Comme Jésus enseignait dans le Temple, levant les yeux, il vit les gens riches qui mettaient leurs offrandes dans le tronc du trésor. Il vit aussi une veuve misérable y déposer deux piécettes.

Alors il déclara : « En vérité, je vous le dis : cette pauvre veuve a mis plus que tout le monde. Car tous ceux-là ont pris sur leur superflu pour faire leur offrande, mais elle, elle a pris sur son indigence : elle a donné tout ce qu’elle avait pour vivre. »

Commentaires :

Jésus enseignait dans le Temple, il se trouve dans une partie du temple qui n’est accessible qu’aux Juifs. Cette cour est carrée, chaque côté est de 60 mètres. Tous les Israélites y sont admis. Nous pouvons voir les hommes et les femmes s’y promener librement. Toutefois, les femmes ne peuvent aller plus loin que cette cour, c’est pourquoi elle porte le nom de cour des femmes. Pour accéder à ce lieu à partir de la cour des Gentils, il y a treize portes dans une balustrade de pierre et devant les portes, il y a treize colonnes où est bien indiquée l’interdiction de passer aux païens sous peine de mort. L’avis est sur chaque colonne en grec et en latin.
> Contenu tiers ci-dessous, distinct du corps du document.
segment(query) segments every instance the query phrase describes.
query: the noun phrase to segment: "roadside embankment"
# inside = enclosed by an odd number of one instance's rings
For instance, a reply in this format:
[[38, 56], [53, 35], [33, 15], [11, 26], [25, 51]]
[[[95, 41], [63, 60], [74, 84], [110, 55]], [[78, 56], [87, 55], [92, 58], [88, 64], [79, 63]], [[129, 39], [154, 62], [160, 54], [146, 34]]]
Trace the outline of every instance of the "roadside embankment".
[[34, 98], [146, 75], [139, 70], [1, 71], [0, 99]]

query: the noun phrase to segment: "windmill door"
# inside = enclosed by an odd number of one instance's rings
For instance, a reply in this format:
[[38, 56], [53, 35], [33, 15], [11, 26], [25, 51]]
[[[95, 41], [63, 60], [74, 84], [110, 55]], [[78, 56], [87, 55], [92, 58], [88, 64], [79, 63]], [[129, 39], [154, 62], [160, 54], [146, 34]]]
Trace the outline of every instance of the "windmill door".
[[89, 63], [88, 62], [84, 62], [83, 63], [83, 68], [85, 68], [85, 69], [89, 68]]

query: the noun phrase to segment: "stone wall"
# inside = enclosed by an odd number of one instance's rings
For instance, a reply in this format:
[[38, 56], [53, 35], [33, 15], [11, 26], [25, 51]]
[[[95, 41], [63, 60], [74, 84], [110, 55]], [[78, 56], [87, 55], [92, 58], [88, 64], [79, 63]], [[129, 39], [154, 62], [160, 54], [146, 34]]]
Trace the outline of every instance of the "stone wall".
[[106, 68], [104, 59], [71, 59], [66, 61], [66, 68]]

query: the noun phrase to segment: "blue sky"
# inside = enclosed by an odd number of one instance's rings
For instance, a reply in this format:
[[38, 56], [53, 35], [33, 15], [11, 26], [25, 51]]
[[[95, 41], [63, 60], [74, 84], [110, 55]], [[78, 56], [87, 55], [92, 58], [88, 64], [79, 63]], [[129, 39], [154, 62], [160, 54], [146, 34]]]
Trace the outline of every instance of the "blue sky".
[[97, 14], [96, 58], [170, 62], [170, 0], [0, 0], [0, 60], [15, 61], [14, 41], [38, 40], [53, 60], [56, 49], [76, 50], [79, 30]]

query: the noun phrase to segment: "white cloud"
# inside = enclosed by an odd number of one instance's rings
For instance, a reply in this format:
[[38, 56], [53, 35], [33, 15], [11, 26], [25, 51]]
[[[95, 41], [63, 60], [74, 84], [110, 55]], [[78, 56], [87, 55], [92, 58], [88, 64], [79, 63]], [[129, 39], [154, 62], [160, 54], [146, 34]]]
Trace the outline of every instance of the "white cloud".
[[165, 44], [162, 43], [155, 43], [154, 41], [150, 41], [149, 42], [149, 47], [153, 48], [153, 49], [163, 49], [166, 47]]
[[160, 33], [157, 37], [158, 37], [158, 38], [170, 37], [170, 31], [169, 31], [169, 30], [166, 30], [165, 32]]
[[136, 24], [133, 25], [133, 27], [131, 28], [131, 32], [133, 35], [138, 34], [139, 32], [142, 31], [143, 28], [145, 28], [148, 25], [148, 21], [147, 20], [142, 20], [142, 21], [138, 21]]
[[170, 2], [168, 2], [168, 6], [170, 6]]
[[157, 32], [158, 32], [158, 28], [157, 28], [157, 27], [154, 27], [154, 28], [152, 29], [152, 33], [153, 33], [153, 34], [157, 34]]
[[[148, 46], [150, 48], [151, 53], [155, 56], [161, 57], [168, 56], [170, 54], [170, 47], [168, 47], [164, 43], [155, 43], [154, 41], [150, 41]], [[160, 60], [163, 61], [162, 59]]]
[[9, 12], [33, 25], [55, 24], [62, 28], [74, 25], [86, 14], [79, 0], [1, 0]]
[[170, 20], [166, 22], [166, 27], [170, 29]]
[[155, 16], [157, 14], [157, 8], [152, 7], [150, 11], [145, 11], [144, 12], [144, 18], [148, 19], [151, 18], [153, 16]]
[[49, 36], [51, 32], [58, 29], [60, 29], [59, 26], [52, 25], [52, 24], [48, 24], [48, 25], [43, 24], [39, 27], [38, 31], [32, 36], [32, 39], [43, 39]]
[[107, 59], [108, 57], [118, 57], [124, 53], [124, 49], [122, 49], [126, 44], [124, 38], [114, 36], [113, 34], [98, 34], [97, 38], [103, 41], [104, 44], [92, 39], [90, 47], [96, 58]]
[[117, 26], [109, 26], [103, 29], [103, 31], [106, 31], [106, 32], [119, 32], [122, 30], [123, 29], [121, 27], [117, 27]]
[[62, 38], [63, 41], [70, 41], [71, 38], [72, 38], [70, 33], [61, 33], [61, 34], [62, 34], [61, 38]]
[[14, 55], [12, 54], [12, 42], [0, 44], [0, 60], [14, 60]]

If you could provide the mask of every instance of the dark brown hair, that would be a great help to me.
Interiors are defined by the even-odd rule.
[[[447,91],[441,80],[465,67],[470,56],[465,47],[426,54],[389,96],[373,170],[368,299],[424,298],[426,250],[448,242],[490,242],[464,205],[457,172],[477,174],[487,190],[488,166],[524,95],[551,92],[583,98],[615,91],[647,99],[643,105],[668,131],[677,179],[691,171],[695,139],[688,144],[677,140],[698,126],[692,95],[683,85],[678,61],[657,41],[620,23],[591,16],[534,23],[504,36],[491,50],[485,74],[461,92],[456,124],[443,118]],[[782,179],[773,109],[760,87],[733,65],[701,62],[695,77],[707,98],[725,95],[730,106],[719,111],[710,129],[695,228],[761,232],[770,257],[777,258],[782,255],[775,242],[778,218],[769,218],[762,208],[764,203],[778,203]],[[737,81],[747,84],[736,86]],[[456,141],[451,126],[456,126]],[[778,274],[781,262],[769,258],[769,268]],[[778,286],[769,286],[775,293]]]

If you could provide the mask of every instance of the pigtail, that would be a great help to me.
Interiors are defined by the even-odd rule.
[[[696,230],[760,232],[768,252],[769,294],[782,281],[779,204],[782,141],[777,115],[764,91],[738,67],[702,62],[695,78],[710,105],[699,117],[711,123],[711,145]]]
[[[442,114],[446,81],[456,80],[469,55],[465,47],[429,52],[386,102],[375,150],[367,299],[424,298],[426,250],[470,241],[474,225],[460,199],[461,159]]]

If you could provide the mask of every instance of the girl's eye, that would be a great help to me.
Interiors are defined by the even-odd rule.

Après avoir traversé une des portes, l’Israélite passe un couloir d’environ 4 mètres et parvient à l’une des neuf portes de la cour des femmes, percé dans un mur de 11 mètres. En passant la porte, un portique et devant les portes treize troncs nommés Schoupheroth (trompettes), à cause du goulot étroit qui les couvrait. C’est là que les gens déposaient les offrandes pour les divers services du Temple. Évidemment, une somme importante de pièces faisait un vacarme dans la trompette, une musique de pièces toute à l’honneur de celui qui était près du tronc à ce moment. Les gens se retournaient au bruit pour regarder le généreux donateur. Il n’est pas inutile de dire que chaque tronc recevait les dons pour une fonction particulière dans le Temple. Les responsables du Temple indiquaient en langage hébraïque à quoi servaient les dons de chaque tronc. L’un servait à couvrir les dépenses de l’année, l’autre celui de l’année précédente. Sur un troisième, on pouvait lire : colombes et tourterelles. C’est là que Joseph, le père de Jésus avait déposé des pièces lors de la présentation de Jésus au Temple. Il y avait un tronc pour les holocaustes, un autre pour l’achat du bois servant au feu des sacrifices, un autre pour l’encens, pour le Sanctuaire. Les six derniers étaient destinés à des dons à volonté.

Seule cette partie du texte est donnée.